Pediatric Trauma and Metaphors of the Heart

“In matters of the physical heart, the church should broaden its metaphorical heart. ”

Team Members/Contributors

Cara Christine Gilger Cara Gilger Ministries Contact Me

About this pastoral study project

Fifteen thousand children are born daily with congenital heart defects. Before the invention of the heart bypass machine parents would have watched their children slowly deteriorate, often dying young. Modern parents do not suffer child mortality as often, instead they live in a liminal space.
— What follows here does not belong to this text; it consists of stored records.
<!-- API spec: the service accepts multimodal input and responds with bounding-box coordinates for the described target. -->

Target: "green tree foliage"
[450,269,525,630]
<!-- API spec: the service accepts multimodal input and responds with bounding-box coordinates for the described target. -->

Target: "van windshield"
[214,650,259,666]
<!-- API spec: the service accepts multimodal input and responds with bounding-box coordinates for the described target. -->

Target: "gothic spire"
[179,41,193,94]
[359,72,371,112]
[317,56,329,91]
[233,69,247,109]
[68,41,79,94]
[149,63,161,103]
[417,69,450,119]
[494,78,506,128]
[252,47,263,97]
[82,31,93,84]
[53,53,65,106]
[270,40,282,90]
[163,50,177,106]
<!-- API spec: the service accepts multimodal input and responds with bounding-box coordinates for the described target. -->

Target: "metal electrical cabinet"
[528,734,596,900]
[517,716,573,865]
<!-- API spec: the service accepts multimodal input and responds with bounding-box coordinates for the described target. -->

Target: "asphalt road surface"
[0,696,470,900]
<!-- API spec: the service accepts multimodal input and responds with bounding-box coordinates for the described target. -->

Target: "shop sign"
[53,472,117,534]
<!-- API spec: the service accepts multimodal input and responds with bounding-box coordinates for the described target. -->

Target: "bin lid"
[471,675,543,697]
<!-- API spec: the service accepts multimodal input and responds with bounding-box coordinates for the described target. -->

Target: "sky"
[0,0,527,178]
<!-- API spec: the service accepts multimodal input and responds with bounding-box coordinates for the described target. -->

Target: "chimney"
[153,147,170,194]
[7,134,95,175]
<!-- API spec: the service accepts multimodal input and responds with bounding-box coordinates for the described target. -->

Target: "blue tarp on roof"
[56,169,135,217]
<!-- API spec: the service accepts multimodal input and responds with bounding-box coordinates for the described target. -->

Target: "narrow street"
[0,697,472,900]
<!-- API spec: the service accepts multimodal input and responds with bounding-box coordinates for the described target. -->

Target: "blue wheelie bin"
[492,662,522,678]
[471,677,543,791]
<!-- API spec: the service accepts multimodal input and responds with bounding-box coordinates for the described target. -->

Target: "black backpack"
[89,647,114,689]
Not among parents who have lost a child, a socially recognized form of grief, yet they remained touched by a sense of knowing that comes with diagnosis and medical treatment.

Dr Julia Samuel states “Grief starts at the point of diagnosis, when we can no longer assume...that we are going to live for the foreseeable future. It shatters the blissful ignorance that death happens to other people but not to ourselves.” How do we minister to families who have crossed that line of blissful ignorance into an understanding that we are mortal beings; teaching a liturgy that holds both gratitude and grief?

Central is the way church offers a counter liturgy that makes meaning of our mortality and creates a sense of embodiment over and against the liturgies of American culture that echo prosperity theology and worship wellness. The North American church has for too long leaned into the idea that we are ultimately thinking beings, but as James KA Smith proposes “What if that is actually only a small slice of who we are?”

Through the lense of pediatric heart care I will explore how families are shaped by medical trauma, using the historical and theological metaphor of the heart to create resources that broaden how we understand our mortality and ultimately how we shape our living. I will accomplish this first by conducting interviews with both parents and medical professionals that are part of the pediatric heart care system to explore different models and metaphors for processing liminal grief. Secondly, I will interview pediatric grief specialists to explore what resources from this community translate and apply to those who have not lost children but have lost “blissful ignorance.”